Mission: Red Panda Network is committed to the conservation of wild red pandas and their habitat through the education and empowerment of local communities.

Vision: Red Panda Network envisions secure, viable populations of wild red panda thriving throughout their historic range. Preservation of this species and its habitat benefits the region, and, as a result, it is valued and protected by all.

The Snow Leopard Trust

Helen Freeman founded the Snow Leopard Trust in 1981. She embarked on a life-long quest to help these remarkable cats, and the Snow Leopard Trust was created to prevent the extinction of the endangered snow leopard in the wild.

Snow leopards live in vast home ranges - some cats have been known to use up to 1,000 square kilometres. While it is important to secure their key habitats through Protected Areas, it simply isn't enough.

To protect these endangered cats, we need to work at a larger landscape level, and find ways for snow leopards to coexist with the people sharing their habitat. This is the focus of the Snow Leopard Trust’s conservation approach.

Many of the families living in snow leopard habitat are herders who live on less than $2 per day and depend on their livestock for food and income. The snow leopard occasionally attacks and kills livestock, and members of these low-income communities sometimes resort to retaliation killings or poaching of snow leopards to protect their herds of livestock or earn extra money.

Their community-based conservation programs aim to break this cycle of poverty and create incentives for herders to protect local wildlife and ecosystems.

Billabong Zoo supports the Snow Leopard Trust by donating to their research in the field and buying products made by the villages to support them and in turn protecting the local wildlife.

Kevin Richardson Foundation

The Kevin Richardson Foundation is a non-profit conservation organisation with nature’s most majestic creature, the lion, at its heart. Launched in early 2018 the foundation is committed to changing and reversing the state of Africa’s declining lion population by purchasing habitat and raising awareness to create safe, natural spaces where lions and other native species can flourish. By partnering with specialised organisations and engaging with impoverished communities on the fringes of these protected areas, the foundation also aims to minimise human/wildlife conflict whilst improving living conditions for local villages.
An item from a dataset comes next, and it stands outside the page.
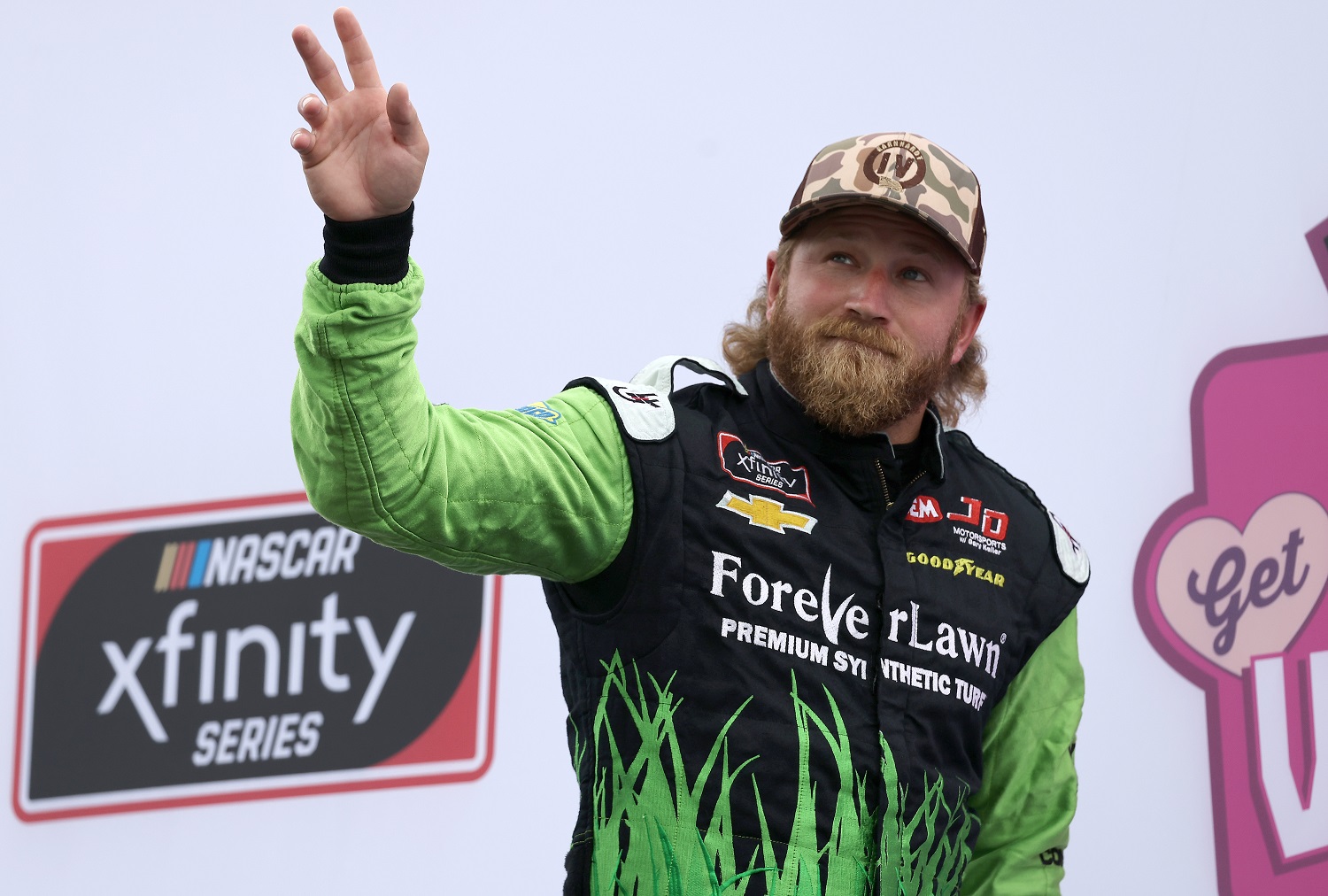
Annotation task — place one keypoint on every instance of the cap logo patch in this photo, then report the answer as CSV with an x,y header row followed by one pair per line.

In the last 80 years the wild lion population has declined from 450,000 to between 15,000 and 20,000. In the last 20 years the wild lion population has decreased by 43%.

The Kevin Richardson Foundation’s Mission is to:

  • Acquire and protect key tracts of land to protect and expand natural lion habitats.
  • Educate and empower communities surrounding conservation areas.
  • Create a worldwide community of lion conservation collaborators.
  • Maintain and protect the Kevin Richardson Wildlife Sanctuary and its lions and help bring an end to the Canned Lion Hunting Industry.